When FreeNAS® is used as a VMware datastore, coordinated ZFS and VMware snapshots can be used.

29.3. VAAI for iSCSI

VMware’s vStorage APIs for Array Integration, or VAAI, allows storage tasks such as large data moves to be offloaded from the virtualization hardware to the storage array. These operations are performed locally on the NAS without transferring bulk data over the network.
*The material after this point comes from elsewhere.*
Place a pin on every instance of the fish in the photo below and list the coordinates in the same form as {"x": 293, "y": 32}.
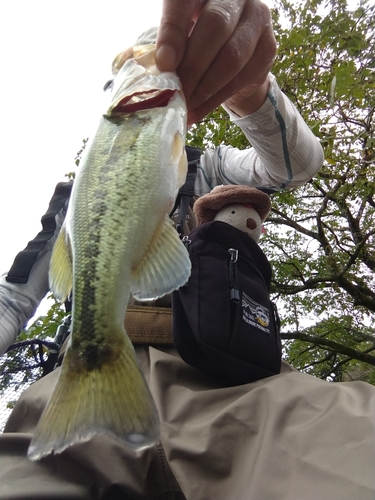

VAAI for iSCSI supports these operations:

  • Atomic Test and Set (ATS) allows multiple initiators to synchronize LUN access in a fine-grained manner rather than locking the whole LUN and preventing other hosts from accessing the same LUN simultaneously.
  • Clone Blocks (XCOPY) copies disk blocks on the NAS. Copies occur locally rather than over the network. This operation is similar to Microsoft ODX.
  • LUN Reporting allows a hypervisor to query the NAS to determine whether a LUN is using thin provisioning.
  • Stun pauses virtual machines when a pool runs out of space. The space issue can then be fixed and the virtual machines can continue rather than reporting write errors.
  • Threshold Warning the system reports a warning when a configurable capacity is reached. In FreeNAS®, this threshold is configured at the pool level when using zvols (see Table 13.2.1) or at the extent level (see Table 13.2.6) for both file and device based extents. Typically, the warning is set at the pool level, unless file extents are used, in which case it must be set at the extent level.
  • Unmap informs FreeNAS® that the space occupied by deleted files should be freed. Without unmap, the NAS is unaware of freed space created when the initiator deletes files. For this feature to work, the initiator must support the unmap command.
  • Zero Blocks or Write Same zeros out disk regions. When allocating virtual machines with thick provisioning, the zero write is done locally, rather than over the network. This makes virtual machine creation and any other zeroing of disk regions much quicker.